Un destino di fallimento legato al rapporto padre-figlio in casa Mondadori?

“Alberto amava molto e stimava suo padre. Però, poi, finiva sempre per litigare con Arnoldo. Per questo voleva dimostrare di essere altrettanto bravo di chi aveva fondato l’impero Mondadori. Emblematica è la storia della casa sulle colline sopra Camaiore donata da Arnoldo ad Alberto. Lui, dopo un po’, la fece abbattere e la ricostruì dalle fondamenta come fosse un’opera d’arte. Sui pavimenti di cotto csi possono vedere ancora i disegni fatti da Marc Chagall. In Giacomo Debenedetti aveva visto la figura di un padre intellettuale che potesse finalmente apprezzarlo. Erano legatissimi.
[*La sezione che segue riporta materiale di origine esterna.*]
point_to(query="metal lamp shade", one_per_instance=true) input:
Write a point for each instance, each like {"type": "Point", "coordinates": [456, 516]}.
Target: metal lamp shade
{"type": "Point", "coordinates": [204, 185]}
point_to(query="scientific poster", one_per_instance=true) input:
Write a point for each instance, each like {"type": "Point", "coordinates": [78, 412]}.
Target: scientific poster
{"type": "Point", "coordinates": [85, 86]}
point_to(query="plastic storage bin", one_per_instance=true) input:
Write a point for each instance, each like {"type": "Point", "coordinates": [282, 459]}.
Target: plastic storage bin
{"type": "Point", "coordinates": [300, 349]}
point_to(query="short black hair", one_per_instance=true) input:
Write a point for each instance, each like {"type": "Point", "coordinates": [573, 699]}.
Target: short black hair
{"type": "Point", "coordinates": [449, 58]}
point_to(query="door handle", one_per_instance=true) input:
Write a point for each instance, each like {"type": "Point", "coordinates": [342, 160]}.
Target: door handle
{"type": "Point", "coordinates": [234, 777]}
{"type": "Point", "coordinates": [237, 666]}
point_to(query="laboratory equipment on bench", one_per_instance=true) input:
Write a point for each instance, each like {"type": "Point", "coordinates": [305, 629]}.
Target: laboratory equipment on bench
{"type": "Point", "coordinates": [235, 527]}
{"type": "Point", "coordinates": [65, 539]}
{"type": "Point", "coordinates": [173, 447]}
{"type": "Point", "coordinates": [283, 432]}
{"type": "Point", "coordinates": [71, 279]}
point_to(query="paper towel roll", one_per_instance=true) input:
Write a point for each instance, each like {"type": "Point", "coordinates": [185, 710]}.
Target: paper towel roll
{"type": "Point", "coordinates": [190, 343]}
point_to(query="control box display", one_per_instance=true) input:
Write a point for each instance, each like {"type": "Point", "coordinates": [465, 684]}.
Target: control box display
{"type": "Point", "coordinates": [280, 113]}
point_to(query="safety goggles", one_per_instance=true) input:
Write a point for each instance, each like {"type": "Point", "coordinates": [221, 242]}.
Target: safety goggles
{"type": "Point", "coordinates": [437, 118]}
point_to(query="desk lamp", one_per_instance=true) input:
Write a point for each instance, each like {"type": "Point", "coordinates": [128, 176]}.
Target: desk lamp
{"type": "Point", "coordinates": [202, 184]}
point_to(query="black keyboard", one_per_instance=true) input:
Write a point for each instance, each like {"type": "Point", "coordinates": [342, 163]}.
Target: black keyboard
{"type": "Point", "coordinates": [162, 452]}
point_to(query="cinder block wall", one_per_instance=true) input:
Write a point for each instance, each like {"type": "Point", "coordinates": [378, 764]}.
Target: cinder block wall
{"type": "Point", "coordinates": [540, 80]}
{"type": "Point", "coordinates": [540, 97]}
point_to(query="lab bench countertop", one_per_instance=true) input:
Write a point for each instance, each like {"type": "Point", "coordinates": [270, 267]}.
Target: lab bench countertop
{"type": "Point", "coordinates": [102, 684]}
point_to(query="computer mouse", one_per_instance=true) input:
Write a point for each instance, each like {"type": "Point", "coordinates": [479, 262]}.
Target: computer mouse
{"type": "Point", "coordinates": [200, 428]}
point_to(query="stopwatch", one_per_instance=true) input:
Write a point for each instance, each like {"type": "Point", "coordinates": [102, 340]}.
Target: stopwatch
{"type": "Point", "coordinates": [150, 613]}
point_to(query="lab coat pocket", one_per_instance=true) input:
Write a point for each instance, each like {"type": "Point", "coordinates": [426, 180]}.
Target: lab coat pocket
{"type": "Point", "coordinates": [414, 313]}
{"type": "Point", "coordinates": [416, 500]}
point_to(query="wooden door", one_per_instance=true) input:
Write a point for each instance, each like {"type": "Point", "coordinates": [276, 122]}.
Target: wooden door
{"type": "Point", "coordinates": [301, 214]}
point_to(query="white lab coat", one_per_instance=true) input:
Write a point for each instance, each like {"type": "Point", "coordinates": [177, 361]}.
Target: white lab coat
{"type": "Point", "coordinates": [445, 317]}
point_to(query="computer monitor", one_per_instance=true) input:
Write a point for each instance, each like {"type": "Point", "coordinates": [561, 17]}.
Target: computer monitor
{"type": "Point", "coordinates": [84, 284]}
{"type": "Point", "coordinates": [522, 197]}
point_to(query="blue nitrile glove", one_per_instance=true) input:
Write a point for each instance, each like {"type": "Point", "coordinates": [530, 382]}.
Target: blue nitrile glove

Ci sono lettere negli archivi che dimostrano la loro grande sintonia intellettuale e l’affetto”.

Poi le cose hanno iniziato ad andare male.

“Capita sempre così, quando i conti non tornano, si corre subito a cercare un colpevole. Ma Debenedetti non era coinvolto affatto nella gestione economica del Saggiatore. Non sarebbe stato nemmeno capace di farlo. Aveva altri compiti e altre qualità. Tra cui quella di creare collane bellissime come quella delle Silerchie”.

Bocciature universitarie e fine del rapporto con il Saggiatore hanno accelerato la sua morte?

“E indubbio che le ripetute bocciature alla libera docente, sommate a quello che di fatto diventerà un licenziamento dal Saggiatore, hanno fatto male al cuore di Debenedetti. Che, non ha caso, è morto in seguito a un infarto”.

Splendida la figura della moglie Renata…

“Vorrei che, da questo libro, emergesse la figura di Renata Orengo. Una donna eccezionale, che ha saputo dare forma alla grandezza del marito dopo la morte di lui. Perché non dimentichiamo che i testi più importanti di Giacomo Debenedetti sono usciti dopo la sua morte, grazie al lavoro oscuro, ma preziosissimo e puntuale, fatto dalla moglie sulle carte lasciate dal grande critico e studioso della letteratura. Lei gli è sempre stata vicino, anche quando lui si era innamorato di altre donne”.